Except that she is livid with her son for saying she's not competent to drive (and phones me to say so, frequently!) She hasn't been capable of driving any distance for four years, but still insists she would be fine to tackle the six hours between our homes (last time, she got lost for three hours and had to be rescued from the middle of nowhere).

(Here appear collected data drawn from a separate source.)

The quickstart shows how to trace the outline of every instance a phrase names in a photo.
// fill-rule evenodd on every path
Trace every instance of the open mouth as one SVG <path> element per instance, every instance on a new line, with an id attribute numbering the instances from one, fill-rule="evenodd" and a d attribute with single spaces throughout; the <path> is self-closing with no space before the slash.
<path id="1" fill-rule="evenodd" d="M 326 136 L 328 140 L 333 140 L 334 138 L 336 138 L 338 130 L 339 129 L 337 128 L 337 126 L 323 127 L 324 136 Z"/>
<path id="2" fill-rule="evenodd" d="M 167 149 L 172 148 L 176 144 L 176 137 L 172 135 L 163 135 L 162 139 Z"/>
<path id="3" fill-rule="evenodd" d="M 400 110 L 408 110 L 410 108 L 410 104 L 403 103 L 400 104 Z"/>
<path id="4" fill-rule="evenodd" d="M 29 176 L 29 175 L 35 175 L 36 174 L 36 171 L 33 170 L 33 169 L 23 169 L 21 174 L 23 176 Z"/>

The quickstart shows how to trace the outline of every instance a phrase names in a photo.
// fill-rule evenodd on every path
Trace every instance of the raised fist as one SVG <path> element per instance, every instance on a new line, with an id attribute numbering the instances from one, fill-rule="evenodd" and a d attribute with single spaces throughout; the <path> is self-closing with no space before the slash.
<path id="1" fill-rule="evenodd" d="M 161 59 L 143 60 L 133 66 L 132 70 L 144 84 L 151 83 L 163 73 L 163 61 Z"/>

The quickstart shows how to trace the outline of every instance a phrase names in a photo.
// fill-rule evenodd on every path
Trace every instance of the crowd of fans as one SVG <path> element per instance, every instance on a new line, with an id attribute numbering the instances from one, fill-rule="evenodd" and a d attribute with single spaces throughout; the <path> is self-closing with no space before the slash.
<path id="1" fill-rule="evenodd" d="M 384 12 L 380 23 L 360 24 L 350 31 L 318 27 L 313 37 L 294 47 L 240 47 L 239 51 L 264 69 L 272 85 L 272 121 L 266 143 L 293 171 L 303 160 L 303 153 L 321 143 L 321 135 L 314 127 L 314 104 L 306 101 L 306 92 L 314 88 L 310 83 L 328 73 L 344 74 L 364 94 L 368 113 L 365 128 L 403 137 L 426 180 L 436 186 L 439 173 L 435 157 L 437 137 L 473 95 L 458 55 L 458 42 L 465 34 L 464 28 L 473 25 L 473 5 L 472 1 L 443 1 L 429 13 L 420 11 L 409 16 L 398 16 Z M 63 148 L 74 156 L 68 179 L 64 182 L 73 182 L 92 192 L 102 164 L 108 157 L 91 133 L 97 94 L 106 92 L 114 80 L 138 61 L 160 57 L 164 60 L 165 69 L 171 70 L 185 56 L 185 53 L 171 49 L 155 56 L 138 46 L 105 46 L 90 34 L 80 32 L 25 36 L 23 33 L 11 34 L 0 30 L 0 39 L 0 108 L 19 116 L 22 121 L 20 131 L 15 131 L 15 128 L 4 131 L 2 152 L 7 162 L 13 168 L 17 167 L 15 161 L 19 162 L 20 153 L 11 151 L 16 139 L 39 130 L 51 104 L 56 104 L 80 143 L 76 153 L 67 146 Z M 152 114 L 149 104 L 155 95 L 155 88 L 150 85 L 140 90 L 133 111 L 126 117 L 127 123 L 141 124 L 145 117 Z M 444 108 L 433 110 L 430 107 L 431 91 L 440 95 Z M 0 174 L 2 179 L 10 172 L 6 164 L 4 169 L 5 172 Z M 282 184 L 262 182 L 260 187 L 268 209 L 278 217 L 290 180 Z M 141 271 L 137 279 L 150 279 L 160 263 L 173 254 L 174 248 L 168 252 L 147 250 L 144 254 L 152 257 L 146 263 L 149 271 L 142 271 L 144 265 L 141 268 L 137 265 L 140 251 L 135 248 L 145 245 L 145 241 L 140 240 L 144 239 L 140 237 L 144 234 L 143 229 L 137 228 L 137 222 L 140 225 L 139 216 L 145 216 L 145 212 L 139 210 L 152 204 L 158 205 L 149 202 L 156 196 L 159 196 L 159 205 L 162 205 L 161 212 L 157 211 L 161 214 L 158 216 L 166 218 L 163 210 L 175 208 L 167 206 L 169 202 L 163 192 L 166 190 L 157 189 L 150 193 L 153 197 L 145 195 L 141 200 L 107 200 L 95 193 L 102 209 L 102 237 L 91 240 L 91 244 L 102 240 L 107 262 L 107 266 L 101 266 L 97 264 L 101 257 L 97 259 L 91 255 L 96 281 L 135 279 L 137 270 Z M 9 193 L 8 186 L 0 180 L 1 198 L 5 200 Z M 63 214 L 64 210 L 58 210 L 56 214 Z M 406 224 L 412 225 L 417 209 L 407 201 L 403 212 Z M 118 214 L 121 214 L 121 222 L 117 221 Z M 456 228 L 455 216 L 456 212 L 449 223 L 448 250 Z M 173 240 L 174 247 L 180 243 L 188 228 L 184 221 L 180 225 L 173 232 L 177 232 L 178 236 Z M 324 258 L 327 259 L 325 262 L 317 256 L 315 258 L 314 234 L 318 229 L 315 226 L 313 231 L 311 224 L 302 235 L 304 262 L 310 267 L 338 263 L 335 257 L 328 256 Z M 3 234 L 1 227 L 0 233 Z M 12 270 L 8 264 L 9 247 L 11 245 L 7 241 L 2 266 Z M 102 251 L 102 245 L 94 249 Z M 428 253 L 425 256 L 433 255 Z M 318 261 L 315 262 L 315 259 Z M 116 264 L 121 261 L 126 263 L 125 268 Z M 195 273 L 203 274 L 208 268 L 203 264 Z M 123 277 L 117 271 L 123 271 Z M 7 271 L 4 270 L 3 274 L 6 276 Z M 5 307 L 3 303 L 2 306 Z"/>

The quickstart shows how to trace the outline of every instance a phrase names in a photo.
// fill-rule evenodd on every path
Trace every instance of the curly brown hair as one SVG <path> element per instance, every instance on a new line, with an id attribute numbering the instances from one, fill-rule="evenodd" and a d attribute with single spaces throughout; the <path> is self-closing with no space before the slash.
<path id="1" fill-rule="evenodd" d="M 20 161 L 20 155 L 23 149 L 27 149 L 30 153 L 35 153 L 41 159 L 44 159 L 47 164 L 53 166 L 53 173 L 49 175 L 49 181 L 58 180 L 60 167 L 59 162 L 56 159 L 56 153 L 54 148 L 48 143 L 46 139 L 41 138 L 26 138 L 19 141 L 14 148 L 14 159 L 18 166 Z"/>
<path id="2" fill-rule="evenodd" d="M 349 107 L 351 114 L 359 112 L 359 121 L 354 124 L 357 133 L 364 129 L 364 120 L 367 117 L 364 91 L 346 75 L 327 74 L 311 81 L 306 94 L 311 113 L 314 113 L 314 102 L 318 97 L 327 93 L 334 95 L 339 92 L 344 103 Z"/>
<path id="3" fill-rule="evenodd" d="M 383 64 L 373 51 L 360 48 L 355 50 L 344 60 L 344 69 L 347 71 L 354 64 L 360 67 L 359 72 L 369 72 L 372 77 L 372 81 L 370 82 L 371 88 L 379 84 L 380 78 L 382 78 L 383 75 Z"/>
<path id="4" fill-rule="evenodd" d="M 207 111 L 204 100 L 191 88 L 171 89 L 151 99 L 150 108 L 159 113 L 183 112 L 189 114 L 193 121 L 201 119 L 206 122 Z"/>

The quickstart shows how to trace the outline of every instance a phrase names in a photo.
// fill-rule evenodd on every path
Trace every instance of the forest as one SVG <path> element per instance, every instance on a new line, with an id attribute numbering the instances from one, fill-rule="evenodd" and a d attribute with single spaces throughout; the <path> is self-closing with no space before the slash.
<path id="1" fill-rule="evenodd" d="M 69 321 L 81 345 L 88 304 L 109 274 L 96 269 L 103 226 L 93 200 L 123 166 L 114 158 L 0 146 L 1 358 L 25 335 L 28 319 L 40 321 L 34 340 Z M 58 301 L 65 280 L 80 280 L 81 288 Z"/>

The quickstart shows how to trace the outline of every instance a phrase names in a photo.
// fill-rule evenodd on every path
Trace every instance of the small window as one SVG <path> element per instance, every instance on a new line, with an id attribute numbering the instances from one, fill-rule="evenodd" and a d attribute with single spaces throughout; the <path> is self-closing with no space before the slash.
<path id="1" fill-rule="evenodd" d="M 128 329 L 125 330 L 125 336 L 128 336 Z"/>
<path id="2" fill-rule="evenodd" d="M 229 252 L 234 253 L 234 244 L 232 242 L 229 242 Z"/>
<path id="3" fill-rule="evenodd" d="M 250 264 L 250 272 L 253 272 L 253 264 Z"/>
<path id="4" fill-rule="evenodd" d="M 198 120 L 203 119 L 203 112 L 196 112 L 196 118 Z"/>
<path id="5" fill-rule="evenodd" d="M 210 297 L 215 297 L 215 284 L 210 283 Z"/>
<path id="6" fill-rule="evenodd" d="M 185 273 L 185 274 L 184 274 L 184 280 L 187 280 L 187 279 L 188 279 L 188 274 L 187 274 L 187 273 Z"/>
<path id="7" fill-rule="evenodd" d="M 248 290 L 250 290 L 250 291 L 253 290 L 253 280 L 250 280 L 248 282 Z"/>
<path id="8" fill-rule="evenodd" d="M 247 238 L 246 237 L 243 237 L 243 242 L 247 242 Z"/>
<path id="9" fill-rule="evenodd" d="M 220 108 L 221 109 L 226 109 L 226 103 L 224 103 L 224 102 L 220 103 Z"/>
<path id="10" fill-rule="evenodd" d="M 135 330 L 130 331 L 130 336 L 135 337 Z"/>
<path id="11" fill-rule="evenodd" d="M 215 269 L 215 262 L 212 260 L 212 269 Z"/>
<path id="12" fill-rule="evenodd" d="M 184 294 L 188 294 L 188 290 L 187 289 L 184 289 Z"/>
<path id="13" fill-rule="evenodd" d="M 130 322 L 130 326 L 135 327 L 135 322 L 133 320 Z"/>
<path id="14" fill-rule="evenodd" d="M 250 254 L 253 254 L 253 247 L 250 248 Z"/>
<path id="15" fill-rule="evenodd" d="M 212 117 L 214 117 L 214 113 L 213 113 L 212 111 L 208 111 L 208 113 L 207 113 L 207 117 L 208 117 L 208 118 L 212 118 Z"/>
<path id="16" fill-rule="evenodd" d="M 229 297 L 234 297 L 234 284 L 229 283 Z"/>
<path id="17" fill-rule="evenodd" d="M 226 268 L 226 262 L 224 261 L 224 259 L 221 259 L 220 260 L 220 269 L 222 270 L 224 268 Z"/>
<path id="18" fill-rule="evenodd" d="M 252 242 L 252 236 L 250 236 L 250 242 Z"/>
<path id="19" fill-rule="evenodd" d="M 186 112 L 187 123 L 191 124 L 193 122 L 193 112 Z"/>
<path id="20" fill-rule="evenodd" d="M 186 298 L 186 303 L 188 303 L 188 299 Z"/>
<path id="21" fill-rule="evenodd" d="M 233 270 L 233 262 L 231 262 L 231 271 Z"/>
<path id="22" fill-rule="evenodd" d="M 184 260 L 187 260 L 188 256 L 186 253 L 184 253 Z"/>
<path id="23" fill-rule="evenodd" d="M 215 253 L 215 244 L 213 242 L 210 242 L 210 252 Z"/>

Eventually, she will get a nasty virus/bug and succumb quickly, or there will be a move to full nursing care. A few years ago, she asked me to accompany her on the Swiss Air route, but she is no longer competent to make the decision. DH despairs, and it's desperately sad for everyone. Nevertheless, she has her wits sufficiently to be able to answer the social worker's questions fluently, and to blag the ones she gets wrong.

OP posts:
JanetBrown2015 · 02/05/2017 21:31

My father a doctor paid for care at home (dementia) and it cost by the £130k in the last year - used the last of his savings and then died. Luckily all kinds of bits of his body went not just his mind so it was not too slow an ending but still pretty nasty. i was very very pleased as was he that he could die at home where he'd lived for almost 50 years. By the end we had to pay two carers (but only one over night) due to the lifting requirements. His bed was downstairs by then.

Like the post above my father sometimes thought things were happening which weren't - eg that his carers were his nurses at the hospital, that he was travelling to see patients at his clinic. He was so sweet and accepting of the care he needed in a very humble gentle way, quite lovely to see.